Billy Murphy experienced the consequences of the U.S. policy of a "war on drugs" while practicing law for over thirty years, including three years as a judge on the Circuit Court for Baltimore City, the highest level Maryland trial court. Judge Murphy tried numerous high-profile criminal and civil cases including some of the most celebrated in Maryland history. Making history comes naturally to Billy, as he comes from one of the most distinguished African-American families in the country. His father, William H. Murphy, Sr., was one of the first African-American judges in Maryland. His great-grandfather, founded the Afro-American Newspaper. His sister, Laura Murphy, is a top lobbyist for the American Civil Liberties Union and heads their Washington D.C. office.
Judge Murphy has handled cases in the Supreme Court of the United States and the state and federal courts of ten states, as well as in the United Kingdom.
Judge Murphy has always viewed the implementation of drug prohibition laws as a war on the poor, which is destroying communities of people of color. When he heard a LEAP speaker talk in Baltimore, Billy immediately joined the organization and volunteered to also speak for LEAP.

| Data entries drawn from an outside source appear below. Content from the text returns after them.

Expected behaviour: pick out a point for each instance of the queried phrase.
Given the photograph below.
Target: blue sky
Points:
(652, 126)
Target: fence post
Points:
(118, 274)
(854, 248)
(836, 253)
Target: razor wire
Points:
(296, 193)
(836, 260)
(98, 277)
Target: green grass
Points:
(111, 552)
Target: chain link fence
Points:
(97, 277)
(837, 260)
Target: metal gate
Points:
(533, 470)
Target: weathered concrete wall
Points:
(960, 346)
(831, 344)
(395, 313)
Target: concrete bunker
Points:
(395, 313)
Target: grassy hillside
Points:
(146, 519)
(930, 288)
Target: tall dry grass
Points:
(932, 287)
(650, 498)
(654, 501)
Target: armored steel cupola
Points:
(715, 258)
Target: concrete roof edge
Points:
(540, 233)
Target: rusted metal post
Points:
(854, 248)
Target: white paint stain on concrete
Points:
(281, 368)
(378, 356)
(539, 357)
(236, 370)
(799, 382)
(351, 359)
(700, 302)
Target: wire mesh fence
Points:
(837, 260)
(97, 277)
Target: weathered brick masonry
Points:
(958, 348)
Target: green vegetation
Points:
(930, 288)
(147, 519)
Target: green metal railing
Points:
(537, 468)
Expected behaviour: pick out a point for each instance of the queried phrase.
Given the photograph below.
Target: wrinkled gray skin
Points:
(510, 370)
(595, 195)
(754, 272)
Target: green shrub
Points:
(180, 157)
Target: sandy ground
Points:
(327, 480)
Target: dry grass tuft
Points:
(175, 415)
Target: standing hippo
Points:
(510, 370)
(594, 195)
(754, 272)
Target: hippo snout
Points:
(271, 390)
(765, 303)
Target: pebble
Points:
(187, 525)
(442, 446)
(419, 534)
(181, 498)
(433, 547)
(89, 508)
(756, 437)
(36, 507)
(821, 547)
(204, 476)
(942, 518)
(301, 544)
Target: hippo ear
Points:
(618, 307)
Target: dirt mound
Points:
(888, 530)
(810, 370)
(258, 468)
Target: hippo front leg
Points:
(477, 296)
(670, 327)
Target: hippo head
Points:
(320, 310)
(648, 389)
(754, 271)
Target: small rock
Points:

Profiled on five different years in Baltimore Magazine, Billy was named one of the top four criminal lawyers in Maryland and rated as one of the 25 smartest people in Baltimore. In describing Judge Murphy, Baltimore Magazine said he "is scary-smart. Like, that thing you learned today? He probable already knows it. An M.I.T. engineering grad, Murphy wired his practice years ago so that he could check precedents, draft motions, and send e-mail while in court. Murphy would have made a brilliant engineer-he sped through Poly high school with straight 100's in physics, chemistry, and calculus. But his most difficult career choice was not between law and engineering. It was between law and his true love, jazz. 'When I passed the bar, my first reaction was elation,' Murphy recalled. 'And then I said, 'S--t. This means I probably can't be a musician.' But Murphy seems to have reconciled himself to the legal life. Maybe his practice of yoga smoothed the way. 'It's an extension of my Christian beliefs,' Murphy said. 'If God is like the pinnacle of the mountaintop, each religion can be viewed as a different road up the same mountain. Intelligent people look for the fastest way to get to the top of the mountain."